Üniversiteleri kaliteli olmayan toplumların muasır medeniyetler seviyesinin üzerine çıkabilmesinin mümkün olmadığını vurgulayan Yılmaz, sözlerini şöyle sürdürdü: "Bizim dönemimizde üniversiteler yatay büyüdü. 76 üniversite vardı, şimdi 186 üniversiteye çıktı. Ama bundan sonra yatay büyümeden ziyade, dikey büyümeyi sağlayabilmeliyiz. Bu amacı gerçekleştirmek için Yükseköğretim Kalite Kurulu kurduk. Bundan sonra üniversiteler idari ve akademik yönden dışarıdan denetime tabi tutulacak.
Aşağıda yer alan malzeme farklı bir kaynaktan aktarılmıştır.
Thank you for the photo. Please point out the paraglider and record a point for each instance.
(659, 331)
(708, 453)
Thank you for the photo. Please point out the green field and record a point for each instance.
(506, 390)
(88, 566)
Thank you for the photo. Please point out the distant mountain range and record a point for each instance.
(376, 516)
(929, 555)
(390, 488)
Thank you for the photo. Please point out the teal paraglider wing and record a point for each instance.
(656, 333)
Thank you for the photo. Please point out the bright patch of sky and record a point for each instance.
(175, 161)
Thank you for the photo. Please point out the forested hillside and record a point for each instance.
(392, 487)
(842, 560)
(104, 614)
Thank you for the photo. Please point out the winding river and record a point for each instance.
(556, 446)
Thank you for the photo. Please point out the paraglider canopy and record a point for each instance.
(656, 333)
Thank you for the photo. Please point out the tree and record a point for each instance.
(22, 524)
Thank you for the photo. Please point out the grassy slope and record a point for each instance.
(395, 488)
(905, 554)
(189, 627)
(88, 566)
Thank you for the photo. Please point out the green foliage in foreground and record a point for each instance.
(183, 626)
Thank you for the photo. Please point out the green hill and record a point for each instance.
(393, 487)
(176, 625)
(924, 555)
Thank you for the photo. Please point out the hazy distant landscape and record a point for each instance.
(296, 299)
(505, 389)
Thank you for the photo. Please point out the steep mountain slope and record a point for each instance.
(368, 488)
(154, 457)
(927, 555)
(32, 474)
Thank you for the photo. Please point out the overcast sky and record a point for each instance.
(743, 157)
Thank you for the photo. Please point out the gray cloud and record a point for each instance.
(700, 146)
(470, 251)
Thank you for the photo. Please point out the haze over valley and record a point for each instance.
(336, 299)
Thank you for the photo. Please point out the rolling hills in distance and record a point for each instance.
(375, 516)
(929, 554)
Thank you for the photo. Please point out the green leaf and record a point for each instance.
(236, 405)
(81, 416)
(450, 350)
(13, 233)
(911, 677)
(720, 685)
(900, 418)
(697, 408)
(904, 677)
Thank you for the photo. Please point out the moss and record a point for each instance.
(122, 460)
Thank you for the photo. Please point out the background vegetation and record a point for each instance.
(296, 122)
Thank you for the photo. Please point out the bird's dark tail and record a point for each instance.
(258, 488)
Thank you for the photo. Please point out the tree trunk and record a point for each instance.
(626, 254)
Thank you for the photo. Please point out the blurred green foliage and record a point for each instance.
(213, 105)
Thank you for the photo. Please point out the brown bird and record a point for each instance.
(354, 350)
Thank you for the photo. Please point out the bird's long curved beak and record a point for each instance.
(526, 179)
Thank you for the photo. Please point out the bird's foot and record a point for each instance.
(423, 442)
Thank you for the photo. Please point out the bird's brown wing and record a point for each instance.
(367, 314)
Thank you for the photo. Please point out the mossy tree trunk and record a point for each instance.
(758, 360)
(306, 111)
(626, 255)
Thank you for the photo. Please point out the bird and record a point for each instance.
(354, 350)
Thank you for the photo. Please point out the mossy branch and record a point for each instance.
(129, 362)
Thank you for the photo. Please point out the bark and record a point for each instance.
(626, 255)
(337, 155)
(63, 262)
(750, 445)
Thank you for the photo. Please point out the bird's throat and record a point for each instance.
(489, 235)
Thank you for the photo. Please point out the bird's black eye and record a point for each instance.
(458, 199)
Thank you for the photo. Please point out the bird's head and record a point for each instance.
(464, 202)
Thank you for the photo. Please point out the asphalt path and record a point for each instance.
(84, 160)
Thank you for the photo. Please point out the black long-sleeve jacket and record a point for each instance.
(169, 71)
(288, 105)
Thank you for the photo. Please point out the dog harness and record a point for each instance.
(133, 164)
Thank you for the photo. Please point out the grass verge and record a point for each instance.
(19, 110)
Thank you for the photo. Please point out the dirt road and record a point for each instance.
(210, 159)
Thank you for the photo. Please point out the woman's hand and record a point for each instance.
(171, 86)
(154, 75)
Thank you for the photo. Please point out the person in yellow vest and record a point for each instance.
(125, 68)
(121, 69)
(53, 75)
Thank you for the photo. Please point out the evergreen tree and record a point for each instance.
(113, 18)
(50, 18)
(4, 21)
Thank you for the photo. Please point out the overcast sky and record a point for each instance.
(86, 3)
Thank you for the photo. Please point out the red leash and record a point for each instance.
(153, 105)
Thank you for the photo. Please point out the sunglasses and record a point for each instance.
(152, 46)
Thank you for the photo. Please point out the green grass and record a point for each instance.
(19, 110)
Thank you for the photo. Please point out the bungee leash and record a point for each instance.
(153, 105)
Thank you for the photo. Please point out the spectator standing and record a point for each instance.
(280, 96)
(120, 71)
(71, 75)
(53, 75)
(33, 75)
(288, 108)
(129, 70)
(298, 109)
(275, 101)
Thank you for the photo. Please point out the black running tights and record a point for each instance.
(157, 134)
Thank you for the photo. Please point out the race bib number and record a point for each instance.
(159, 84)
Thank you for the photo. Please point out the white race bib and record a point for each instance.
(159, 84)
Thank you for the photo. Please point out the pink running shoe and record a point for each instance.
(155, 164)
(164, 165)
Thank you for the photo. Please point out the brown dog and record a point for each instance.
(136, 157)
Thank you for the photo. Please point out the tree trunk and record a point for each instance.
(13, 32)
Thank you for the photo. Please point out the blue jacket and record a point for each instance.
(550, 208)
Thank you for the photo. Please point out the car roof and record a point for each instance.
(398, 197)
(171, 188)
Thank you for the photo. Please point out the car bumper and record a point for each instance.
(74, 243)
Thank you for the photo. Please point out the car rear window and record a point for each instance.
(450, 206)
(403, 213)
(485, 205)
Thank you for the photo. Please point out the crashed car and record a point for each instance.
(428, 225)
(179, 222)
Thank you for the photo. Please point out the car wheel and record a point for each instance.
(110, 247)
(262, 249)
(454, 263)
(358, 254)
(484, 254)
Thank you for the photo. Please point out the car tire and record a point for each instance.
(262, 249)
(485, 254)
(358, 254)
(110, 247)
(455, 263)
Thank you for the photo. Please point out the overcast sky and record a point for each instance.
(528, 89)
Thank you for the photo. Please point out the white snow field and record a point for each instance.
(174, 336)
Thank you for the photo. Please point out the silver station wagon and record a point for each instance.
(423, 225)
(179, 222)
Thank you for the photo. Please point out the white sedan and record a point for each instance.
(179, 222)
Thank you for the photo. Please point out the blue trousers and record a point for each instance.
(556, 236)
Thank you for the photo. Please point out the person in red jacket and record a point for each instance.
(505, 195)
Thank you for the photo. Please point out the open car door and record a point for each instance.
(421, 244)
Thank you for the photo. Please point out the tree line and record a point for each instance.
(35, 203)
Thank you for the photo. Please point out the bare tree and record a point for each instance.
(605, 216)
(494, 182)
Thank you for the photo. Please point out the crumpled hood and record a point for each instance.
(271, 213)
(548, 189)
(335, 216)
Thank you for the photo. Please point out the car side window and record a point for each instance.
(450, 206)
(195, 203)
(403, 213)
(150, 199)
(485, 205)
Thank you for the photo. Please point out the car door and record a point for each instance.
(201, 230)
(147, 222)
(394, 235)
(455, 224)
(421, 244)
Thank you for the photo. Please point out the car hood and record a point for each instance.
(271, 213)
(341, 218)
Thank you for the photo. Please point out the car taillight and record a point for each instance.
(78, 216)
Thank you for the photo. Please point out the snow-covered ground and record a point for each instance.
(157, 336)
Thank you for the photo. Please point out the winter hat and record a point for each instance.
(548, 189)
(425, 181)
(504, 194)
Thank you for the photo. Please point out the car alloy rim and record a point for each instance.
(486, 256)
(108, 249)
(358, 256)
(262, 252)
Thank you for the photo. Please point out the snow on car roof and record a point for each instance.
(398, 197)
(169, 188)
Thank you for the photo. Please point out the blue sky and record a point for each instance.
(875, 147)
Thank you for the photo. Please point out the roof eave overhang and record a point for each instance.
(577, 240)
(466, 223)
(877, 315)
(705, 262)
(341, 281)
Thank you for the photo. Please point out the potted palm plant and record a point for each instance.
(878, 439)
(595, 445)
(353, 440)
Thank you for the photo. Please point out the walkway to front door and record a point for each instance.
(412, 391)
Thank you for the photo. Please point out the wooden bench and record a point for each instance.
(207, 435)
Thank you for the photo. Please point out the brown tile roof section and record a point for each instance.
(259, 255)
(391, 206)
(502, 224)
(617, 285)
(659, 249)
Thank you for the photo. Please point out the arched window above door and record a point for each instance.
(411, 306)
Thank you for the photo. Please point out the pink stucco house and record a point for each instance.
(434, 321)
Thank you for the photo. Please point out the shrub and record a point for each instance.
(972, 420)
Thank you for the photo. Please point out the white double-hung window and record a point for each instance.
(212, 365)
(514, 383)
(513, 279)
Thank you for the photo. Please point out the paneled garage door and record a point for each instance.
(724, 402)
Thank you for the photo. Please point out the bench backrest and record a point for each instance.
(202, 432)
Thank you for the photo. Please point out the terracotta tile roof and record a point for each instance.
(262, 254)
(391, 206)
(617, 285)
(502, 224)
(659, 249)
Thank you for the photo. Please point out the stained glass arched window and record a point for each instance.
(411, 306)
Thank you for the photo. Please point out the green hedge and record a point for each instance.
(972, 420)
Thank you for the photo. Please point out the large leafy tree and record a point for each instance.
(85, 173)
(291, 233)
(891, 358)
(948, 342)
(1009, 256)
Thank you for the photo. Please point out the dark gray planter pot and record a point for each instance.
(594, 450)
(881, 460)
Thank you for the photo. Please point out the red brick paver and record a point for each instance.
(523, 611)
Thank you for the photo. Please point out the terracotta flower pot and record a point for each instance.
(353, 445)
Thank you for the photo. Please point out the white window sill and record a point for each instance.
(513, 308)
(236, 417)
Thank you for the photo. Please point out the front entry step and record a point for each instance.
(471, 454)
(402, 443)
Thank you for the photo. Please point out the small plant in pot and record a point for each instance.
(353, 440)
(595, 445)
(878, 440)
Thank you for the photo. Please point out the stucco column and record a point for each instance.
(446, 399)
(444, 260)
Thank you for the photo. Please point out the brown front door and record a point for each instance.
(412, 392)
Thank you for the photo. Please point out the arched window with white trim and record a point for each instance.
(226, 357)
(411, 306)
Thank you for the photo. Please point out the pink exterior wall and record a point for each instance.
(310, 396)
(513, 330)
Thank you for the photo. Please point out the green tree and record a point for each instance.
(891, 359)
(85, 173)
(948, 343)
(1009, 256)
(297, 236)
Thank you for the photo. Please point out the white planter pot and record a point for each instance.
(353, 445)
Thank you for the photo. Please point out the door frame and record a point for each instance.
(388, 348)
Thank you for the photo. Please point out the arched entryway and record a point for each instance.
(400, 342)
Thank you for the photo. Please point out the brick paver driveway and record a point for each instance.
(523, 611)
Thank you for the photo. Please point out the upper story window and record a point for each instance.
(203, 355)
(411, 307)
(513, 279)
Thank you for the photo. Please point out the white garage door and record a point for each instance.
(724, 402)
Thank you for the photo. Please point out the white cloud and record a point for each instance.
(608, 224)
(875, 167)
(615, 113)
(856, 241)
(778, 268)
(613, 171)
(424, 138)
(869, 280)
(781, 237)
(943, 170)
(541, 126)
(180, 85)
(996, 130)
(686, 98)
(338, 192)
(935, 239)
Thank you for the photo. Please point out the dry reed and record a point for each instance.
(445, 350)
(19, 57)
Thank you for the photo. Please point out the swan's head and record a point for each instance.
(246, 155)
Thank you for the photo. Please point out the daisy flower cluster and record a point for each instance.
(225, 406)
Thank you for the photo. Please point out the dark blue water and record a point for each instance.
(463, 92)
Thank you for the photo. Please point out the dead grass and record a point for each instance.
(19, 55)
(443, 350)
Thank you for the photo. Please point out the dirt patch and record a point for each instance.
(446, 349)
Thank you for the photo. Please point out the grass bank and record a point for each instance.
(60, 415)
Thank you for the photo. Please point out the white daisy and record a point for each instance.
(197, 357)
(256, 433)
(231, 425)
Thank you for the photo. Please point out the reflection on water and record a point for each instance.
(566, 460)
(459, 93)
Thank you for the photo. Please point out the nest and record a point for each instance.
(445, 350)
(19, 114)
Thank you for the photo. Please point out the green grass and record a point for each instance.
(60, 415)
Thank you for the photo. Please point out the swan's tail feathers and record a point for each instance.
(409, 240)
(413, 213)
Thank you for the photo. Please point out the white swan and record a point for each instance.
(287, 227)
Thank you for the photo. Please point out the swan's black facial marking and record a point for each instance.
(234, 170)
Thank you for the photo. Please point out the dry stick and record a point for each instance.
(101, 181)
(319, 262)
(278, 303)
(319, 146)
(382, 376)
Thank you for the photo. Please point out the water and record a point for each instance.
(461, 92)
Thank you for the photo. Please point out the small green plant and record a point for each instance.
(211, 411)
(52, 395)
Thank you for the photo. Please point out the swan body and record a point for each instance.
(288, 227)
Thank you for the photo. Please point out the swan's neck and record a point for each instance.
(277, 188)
Yükseköğretim Planlama Kurulu’nu kurduk. Hangi fakülteden nerede açılması lazım ve hangi kontenjana sahip olması lazım, dolayısıyla bir plansızlık öngörülmesin... Yükseköğretim Kurulu’nun vazifeleri arasına ihtisaslaşmayı koyduk. İstiyoruz ki üniversitelerimiz bir diğerinin benzeri olmasın."
"ÖĞRETMENLERİN MALİ DURUMLARINI İYİLEŞTİRECEĞİZ"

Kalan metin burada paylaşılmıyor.